The surprising strength of second-order reflection in urelement set theory, Luminy, October 2023

This will be a talk at the XVII International Luminy Workshop in Set Theory at the Centre International de Rencontres Mathématiques (CIRM) near Marseille, France, held 9-13 October 2023.

Abstract. I shall give a general introduction to urelement set theory and the role of the second-order reflection principle in second-order urelement set theory GBCU and KMU. With the abundant atom axiom, asserting that the class of urelements greatly exceeds the class of pure sets, the second-order reflection principle implies the existence of a supercompact cardinal in an interpreted model of ZFC. The proof uses a reflection characterization of supercompactness: a cardinal is supercompact if and only if for every second-order sentence $\psi$ true in some structure $\langle M,\ldots\rangle$ (of any size) in a language of size less than $\kappa$ is also true in a first-order elementary substructure $m\prec M$ of size less than $\kappa$ with $m\cap\kappa\in\kappa$. This is joint work with Bokai Yao.

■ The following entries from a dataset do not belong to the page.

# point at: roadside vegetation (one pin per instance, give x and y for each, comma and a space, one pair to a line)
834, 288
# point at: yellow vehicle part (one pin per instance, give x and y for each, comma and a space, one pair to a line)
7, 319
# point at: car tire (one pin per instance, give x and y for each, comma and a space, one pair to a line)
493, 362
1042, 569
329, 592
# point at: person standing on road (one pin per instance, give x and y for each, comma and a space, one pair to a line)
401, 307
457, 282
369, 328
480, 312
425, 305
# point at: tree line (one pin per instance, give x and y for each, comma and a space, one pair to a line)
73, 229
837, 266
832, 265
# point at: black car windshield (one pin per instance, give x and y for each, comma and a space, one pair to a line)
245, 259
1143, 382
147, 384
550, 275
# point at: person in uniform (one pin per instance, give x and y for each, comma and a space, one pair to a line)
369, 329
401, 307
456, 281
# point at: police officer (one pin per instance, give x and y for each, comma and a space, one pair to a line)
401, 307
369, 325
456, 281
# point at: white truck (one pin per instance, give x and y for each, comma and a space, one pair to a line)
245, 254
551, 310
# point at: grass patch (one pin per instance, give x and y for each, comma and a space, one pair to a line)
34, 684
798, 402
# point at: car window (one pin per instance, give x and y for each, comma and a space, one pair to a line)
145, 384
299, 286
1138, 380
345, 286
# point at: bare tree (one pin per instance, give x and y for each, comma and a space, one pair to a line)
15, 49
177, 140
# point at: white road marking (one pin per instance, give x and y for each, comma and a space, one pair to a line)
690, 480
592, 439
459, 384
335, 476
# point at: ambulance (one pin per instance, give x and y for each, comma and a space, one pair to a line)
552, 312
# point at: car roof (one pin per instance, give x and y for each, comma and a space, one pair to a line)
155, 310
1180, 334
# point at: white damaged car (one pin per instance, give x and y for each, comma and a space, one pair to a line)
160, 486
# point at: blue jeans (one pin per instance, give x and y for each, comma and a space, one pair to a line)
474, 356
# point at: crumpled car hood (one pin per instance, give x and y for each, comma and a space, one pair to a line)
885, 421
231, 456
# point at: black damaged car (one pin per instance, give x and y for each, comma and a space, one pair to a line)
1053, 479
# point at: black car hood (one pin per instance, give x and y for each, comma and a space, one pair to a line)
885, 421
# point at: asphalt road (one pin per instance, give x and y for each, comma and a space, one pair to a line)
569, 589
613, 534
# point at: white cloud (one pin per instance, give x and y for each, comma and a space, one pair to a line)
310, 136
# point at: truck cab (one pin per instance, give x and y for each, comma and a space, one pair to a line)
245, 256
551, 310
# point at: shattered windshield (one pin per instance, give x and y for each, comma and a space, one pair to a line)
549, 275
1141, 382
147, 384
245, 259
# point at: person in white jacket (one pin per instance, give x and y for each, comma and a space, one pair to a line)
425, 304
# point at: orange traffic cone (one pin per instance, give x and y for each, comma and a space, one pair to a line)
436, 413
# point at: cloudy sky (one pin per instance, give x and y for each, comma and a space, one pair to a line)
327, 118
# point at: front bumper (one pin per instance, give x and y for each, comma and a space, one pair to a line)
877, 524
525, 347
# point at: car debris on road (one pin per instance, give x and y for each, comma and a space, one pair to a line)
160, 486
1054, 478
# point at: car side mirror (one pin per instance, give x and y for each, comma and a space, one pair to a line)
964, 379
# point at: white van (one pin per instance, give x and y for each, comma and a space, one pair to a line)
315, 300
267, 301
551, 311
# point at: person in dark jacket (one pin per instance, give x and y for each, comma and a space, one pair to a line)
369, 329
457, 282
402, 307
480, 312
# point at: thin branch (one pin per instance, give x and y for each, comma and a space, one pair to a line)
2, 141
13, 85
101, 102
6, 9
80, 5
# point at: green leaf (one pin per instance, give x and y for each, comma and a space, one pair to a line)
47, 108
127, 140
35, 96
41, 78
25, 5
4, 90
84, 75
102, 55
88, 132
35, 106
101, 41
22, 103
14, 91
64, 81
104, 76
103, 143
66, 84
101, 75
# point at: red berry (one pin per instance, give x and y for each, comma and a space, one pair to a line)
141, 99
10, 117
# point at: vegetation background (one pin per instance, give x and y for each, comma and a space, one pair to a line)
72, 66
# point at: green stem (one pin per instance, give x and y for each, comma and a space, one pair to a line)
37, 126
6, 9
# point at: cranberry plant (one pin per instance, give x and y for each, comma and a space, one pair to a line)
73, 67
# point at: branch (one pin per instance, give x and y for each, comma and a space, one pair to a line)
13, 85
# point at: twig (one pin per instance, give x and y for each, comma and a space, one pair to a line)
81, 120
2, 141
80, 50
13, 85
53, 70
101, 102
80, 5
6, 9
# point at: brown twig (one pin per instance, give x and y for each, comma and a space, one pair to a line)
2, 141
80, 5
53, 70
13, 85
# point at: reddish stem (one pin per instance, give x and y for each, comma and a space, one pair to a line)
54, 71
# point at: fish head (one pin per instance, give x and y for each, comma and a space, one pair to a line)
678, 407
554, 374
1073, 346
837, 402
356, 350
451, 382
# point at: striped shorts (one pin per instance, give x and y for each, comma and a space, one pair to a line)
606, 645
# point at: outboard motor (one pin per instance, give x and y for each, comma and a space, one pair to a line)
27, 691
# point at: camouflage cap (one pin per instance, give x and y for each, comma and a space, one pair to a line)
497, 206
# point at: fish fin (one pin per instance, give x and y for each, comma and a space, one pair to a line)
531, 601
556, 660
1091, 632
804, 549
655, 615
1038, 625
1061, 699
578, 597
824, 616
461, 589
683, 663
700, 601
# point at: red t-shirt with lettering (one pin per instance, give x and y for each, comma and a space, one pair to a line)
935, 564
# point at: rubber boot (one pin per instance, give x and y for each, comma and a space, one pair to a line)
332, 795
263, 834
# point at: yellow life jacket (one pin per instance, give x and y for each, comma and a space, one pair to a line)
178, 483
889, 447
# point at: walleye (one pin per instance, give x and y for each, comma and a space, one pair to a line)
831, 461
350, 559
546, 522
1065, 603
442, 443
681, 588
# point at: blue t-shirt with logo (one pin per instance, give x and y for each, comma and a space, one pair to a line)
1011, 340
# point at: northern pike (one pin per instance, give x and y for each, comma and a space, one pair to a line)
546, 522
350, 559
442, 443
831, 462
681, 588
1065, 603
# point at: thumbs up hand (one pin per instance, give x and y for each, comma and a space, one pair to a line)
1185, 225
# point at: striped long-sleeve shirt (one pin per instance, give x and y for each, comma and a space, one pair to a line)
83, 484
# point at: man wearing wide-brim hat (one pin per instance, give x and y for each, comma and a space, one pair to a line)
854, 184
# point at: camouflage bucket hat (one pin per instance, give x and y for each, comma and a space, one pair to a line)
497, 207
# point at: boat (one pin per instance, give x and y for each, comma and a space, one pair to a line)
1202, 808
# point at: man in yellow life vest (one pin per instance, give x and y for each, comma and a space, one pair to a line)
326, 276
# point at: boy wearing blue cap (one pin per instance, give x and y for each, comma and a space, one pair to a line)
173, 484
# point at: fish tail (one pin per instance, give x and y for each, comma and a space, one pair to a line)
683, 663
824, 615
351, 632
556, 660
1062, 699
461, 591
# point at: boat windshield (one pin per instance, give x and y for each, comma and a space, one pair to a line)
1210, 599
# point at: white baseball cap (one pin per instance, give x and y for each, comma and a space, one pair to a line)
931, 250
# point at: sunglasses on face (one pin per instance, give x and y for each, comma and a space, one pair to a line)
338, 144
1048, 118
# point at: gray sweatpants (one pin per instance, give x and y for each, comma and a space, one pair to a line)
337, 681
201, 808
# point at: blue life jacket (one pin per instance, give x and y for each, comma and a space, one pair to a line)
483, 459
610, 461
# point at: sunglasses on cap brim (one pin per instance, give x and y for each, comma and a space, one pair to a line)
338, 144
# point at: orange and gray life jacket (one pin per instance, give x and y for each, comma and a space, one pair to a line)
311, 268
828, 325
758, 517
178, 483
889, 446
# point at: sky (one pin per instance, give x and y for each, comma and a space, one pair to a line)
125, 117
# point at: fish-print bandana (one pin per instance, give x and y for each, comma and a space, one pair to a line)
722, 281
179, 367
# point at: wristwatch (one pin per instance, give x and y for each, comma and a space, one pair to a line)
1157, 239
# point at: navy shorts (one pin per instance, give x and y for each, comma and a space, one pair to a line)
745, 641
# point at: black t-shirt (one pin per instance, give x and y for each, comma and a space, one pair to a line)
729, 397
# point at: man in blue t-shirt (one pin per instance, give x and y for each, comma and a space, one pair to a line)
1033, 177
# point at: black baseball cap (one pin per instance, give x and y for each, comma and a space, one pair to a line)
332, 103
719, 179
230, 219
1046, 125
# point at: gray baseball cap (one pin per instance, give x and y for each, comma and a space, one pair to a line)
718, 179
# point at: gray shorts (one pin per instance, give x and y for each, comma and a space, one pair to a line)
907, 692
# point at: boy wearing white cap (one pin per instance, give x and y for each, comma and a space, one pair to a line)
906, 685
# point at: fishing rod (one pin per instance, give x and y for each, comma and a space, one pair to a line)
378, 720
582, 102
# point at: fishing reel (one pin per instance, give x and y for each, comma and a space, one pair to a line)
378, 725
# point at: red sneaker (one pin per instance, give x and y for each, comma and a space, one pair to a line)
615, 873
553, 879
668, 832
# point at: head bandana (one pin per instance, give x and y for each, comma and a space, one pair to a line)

Set theory with abundant urelements, STUK 10, Oxford, June 2023

This will be a talk for the Set Theory in the UK, STUK 10, held in Oxford 14 June 2023, organized by my students Clara List, Emma Palmer, and Wojciech Wołoszyn.

Abstract. I shall speak on the surprising strength of the second-order reflection principle in the context of set theory with abundant urelements. The theory GBcU with the abundant urelement axiom and second-order reflection is bi-interpretable with a strengthening of KM with a supercompact cardinal. This is joint work with Bokai Yao.